In April, I became obsessed with doing something about it. Specifically, I was intent on combining these two passions by becoming laser-focused on mental health within the industry I’ve worked with most closely my entire career — the restaurant industry. I owe my business, my passion, and everything to these folks. I wanted to find a way to give back to a group of people that has given me so much.

The restaurant industry is filled with this epidemic, and I spent weeks researching it for a piece I wrote for 303 Magazine. But, just shining a light on it didn’t feel like enough. My soul was aching for more. So, John Hinman - the main focal person of my piece - and I decided to start a group in Denver to encourage these tough conversations. To build a support group around people who need it most. To take better care of the people who are taking such good care of us in restaurants every night. 

To be honest, I didn't expect much from it. John and I said we'd be happy if three people show up. We were so confident in a low turn-out that we're hosting the first meeting in his very small bakery space. But, timing is a funny thing. The news of Anthony Bourdain’s suicide has undoubtedly drug this uncomfortable conversation into the light. And, it happening just three days before our first meeting has been alarming at worst, and confusing at best. The event has been viewed more than 3,000 times. 

I've spent the weekend stressing about finding the right words to say tonight. How do you lead a conversation about mental health to a room full of people who have just witnessed a public suicide of one of their idols? What do you even say? I felt that depressed side of myself creeping back up... like watching the phone ring and not picking up. Again I feared the only conversation I'd be able to carry on would be too depressing for the person on the other line. 

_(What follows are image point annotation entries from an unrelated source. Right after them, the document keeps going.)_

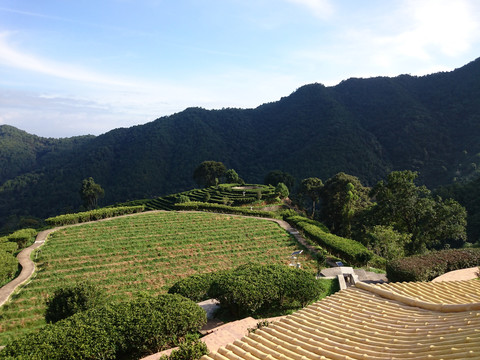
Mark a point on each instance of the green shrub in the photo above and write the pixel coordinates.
(296, 219)
(69, 300)
(194, 205)
(93, 215)
(9, 247)
(188, 350)
(123, 330)
(23, 238)
(427, 267)
(347, 249)
(254, 289)
(182, 198)
(195, 287)
(8, 266)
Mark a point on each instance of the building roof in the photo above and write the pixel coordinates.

But, this morning, I woke up with a little more clarity. I remembered that it's not about the right words as much as it is just being willing to speak at all. Sometimes, there's power in just standing alongside people who are feeling the same way you do. Throwing your hands up and saying, "What the fuck is happening? How can we be there for each other?"

Obviously, in the wake of a loss like Bourdain, there's been a lot of social media posts saying, "If you're hurting, reach out." And, there's been an equal amount of criticism calling those posts "empty words," pointing out that depressed people are usually unable to take initiative on their own. But, I'm here, as someone who still struggles with that daily, to say that you can't hear "please reach out" enough times. You can't create enough opportunities for people to plug back in when they're ready. We can't beat down the door of every person in the restaurant industry struggling, but we can keep providing a safe space for them to show up when they're ready. And, until we have better ways to handle and treat depression on a large scale, that will have to be enough. 

I promise to share an update of how tonight goes this week, thanks for all of your support.